第80話 捕縛命令

”食い物が悪くなりにくい冬にも関わらず時間とともに悪くなるのか”

”そうみたいですね。どういう理屈だろう”

 ボーラも出てきて腕を組んで考えている。

”とはいえ、時間とともに悪くなるのでしたら、腐るのと同じような感じなんでしょうね。対処も参考できるのでは”

 ボーラの言葉に、シレンツィオは重々しく頷いた。。

”そう思ったんだが、新鮮なものなら大丈夫かというとそんなこともないのが悩ましい”

”そうですねえ”

 ボーラは考えた後、シレンツィオの顔に近づいた。

”パスタ、作った直後なら大丈夫ですよね”

”ああ”

”ここは作りたてで行くしか”

”そうなんだがな。それだと量が作れない。助けることができる人数が相当限られる”

”一部だけ助けると言わないシレンツィオさんが好きです”

”そういう話だったか”

”そういう話ですよ。んー”

 ボーラは飛び回った後、指を突き出した。

”食堂の人たちの力を借りるのはどうでしょう”

”それだが、どうも逮捕されているらしくてな”

”あー”

 ボーラはしばし考えたあと、しょんぼりした。

”まあ食中毒を出した食堂なら、そうですよね”

”食中毒とは断定できないんだからなんとか解放してやりたくはあるが”

”取引相手ですもんね”

”そうか。取引か”

 シレンツィオは早速、すっかり取次役になってしまったエルフの騎士のところへ赴いている。

”捜査はどうだ”

”シレンツィオさん、口、口”

「捜査はどうだ」

 エルフの騎士はシレンツィオに感化されて、上の冷淡さにめげずに食中毒を調べていた。そして調べていくと、確かに食中毒と言えない点が浮かび上がってくるのである。

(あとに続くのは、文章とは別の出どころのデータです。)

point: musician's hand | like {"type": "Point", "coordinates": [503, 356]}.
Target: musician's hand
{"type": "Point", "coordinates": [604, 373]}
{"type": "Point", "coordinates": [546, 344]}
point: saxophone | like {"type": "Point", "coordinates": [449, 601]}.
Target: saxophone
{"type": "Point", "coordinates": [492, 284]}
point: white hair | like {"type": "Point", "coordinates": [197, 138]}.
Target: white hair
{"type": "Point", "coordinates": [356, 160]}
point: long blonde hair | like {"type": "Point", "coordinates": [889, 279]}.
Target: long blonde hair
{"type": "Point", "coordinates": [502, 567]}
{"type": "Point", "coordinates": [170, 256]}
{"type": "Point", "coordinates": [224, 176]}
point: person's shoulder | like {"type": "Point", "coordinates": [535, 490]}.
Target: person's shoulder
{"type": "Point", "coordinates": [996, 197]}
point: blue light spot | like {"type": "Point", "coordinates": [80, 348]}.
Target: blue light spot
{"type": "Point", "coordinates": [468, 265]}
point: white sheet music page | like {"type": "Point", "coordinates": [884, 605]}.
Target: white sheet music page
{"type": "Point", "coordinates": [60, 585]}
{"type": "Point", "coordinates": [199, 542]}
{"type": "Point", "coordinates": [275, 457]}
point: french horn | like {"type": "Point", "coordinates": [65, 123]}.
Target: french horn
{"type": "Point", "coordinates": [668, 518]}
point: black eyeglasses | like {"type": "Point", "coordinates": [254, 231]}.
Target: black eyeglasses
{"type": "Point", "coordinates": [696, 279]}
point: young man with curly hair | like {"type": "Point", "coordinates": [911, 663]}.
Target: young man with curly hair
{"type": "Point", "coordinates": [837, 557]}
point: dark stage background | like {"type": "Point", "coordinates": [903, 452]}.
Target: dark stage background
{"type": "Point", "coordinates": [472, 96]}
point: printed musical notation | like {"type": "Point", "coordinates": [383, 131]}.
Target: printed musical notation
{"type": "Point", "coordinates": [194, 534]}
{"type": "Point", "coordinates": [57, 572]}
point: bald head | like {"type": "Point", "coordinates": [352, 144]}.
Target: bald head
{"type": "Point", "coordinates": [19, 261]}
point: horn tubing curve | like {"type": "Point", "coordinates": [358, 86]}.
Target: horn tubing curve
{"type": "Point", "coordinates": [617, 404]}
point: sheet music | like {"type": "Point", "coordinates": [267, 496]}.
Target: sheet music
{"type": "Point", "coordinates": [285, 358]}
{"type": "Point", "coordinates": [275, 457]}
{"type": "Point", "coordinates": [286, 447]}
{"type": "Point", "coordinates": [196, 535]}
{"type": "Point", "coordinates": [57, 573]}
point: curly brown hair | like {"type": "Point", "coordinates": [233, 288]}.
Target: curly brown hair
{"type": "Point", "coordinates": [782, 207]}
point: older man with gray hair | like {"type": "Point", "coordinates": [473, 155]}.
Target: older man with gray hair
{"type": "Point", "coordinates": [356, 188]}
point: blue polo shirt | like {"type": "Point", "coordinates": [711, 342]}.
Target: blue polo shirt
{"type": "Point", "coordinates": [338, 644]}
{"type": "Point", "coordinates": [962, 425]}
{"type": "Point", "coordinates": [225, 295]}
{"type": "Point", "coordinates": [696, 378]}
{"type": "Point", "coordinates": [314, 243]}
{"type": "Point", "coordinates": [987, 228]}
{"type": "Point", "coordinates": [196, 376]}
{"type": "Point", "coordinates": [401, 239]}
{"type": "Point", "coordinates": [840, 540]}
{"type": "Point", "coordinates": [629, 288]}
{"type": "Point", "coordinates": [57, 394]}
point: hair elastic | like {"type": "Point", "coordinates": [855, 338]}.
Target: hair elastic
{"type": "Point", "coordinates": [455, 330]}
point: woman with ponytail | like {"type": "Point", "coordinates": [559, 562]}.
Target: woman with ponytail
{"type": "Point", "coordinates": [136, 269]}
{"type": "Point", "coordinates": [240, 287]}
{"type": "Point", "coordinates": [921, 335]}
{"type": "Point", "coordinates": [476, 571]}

「食中毒と決めてかかるのは難しそうです。とはいえ、上を納得させるにはまだ至っていません。楽観視しているようで」

「そうか」

 シレンツィオはそう言ったあと、口を開いた。

「楽観の理由は?」

「高学年の生徒は症状を訴えておりません。およそ八歳から一〇歳ほどに被害がとどまっています」

「それにしたって一〇〇〇人以上はいるのではないか」

「はい」

 シレンツィオは深刻そうな顔をして、口を開いた。

「さしあたって大丈夫そうな食材をいくつか割り出した」

「本当ですか」

「ああ。ただ条件つきだし、悪いことを先に言うと、安全そうな食材も短期間で汚染されるようだ」

「汚染、ですか」

「大丈夫そうな食材が減っていっている。この数日有志の子供たちに協力してもらっているが、半月前と比べても半減している」

「そうなのですか! いや、失礼。それは……」

「昨日まで大丈夫だったものが今日はダメ、というのが厄介なところだな。低学年の子供たちがちゃんと食事ができているか心配だ。もっと本格的に調べることはできないのか」

「それが小官にはなんとも……」

 言葉を濁した後、エルフの騎士は顔を上げた。

「実はこの学校の指揮権を預かるエムアティ校長の捕縛命令が出ておりまして」

 きりりとした眉を片方だけあげ、シレンツィオは言葉を促した。

「こちらも私が請け負っております。……ですので」

「なるほど。校長にお会いすることだけはできるというわけだな」

「はい」

 シレンツィオは少しだけ微笑んだ。

「同じく捕縛されたていの俺が同じ場所に拘禁されても問題ないだろうか」

「それでしたら自分の一存でどうにでもなります」

「ありがたい。今、アルバ国の俺の護衛連中が動いて麓で食材を買い集めている。それらの食料が大丈夫そうなら、子供たちに振る舞いたい。食堂の料理人たちも使ってどうにかしたいんだが、助けてくれるか」

「お礼を言うのは我々です。シレンツィオさん」

 シレンツィオは今度こそ微笑んだ。

「嬉しいことを言ってくれる」

 それでエルフの騎士に案内されて歩いていると、ボーラがテレパスを飛ばしてきた。

”取引って、さっきのやり取りですか?”

”ああ”

”全然取引には見えませんでしたが、確かにシレンツィオさんが欲しがってる情報を手に入れることができるみたいですね。何を取引したんですか?”

”誠実さを売って情報を買った”

”それは取引と言うんですか。うーん、なるほど。秋津洲には全然ない概念なので、ちょっと驚きました。いえ、商人ならなんでも売るっていいますから、それはそういうことなのかな……”

”なんでも自分の得意なことに変換して考えるのがいいと言うぞ”

”それはそうですね。なるほど。私の得意なことなんだったっけかな……”

”俺を癒やすことじゃないのか”

”そうですね! えへへ。大好きです。シレンツィオさん”

 それでシレンツィオは少し笑うと、そのままエムアティ校長の元へ向かっている。